Cette question est un tir tendu dans la lucarne gauche, madame la députée ! (Sourires.)
Les choix d'investissement en faveur du TGV en France ne sont heureusement pas faits par le ou les présidents de la SNCF mais par les pouvoirs publics, en liaison avec les élus, et c'est parfaitement normal car nous sommes une entreprise publique.
La priorité au TGV, de 1975 à 2005, était une priorité politique, assumée par les autorités politiques. Elle a été mise en oeuvre par la SNCF, et c'est tant mieux, car où irions-nous si les entreprises publiques ne mettaient pas en oeuvre les politiques publiques ?
Il se trouve que mes prédécesseurs – M. Louis Gallois et Mme Anne-Marie Idrac – et moi-même, nous avons tiré la sonnette d'alarme sur l'état du réseau dans les années 2000, et appelé, avec une très grande fermeté, à un changement de priorité. Ce changement a mis du temps à venir, sans doute trop, mais les gouvernements successifs y ont contribué. Aujourd'hui, il est clair pour la majorité – peut-être la totalité – des groupes politiques, que la priorité absolue dans ce pays doit aller vers les transports de la vie quotidienne et l'entretien du réseau existant.
Mais le retard qui a été pris ne peut pas se rattraper en quelques mois ou quelques années, M. Patrick Jeantet estime au moins à une dizaine d'années le temps nécessaire au travail de modernisation. Les choses sont lancées, une accélération est possible, mais de manière limitée. Nous ne sommes pas loin d'atteindre le seuil au-delà duquel les travaux auraient des conséquences excessives pour les voyageurs. Sans doute pouvons-nous encore augmenter le volume des travaux, mais nous ne pouvons pas le doubler ou le tripler. Nous avons 1 600 chantiers en cours sur le réseau.
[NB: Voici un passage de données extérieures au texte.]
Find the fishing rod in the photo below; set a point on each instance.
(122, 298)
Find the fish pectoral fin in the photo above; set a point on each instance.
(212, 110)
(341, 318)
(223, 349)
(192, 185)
Les voyageurs le voient : un voyageur de long parcours en Intercités rencontre deux, trois ou quatre chantiers. Le risque est énorme d'avoir quelques minutes de retard à l'arrivée, en circulant sur la voie contiguë ou à vitesse ralentie.
Pour terminer, je me permets de vous remercier pour ce dialogue intéressant. Il s'est un peu apparenté à un grand oral, ou au QCM d'un étudiant en médecine, mais c'est précieux pour nous, car la façon dont vous posez ces questions, et leur contenu même, nous aident dans notre métier. Et nous sommes toujours honorés de pouvoir rendre des comptes à la commission.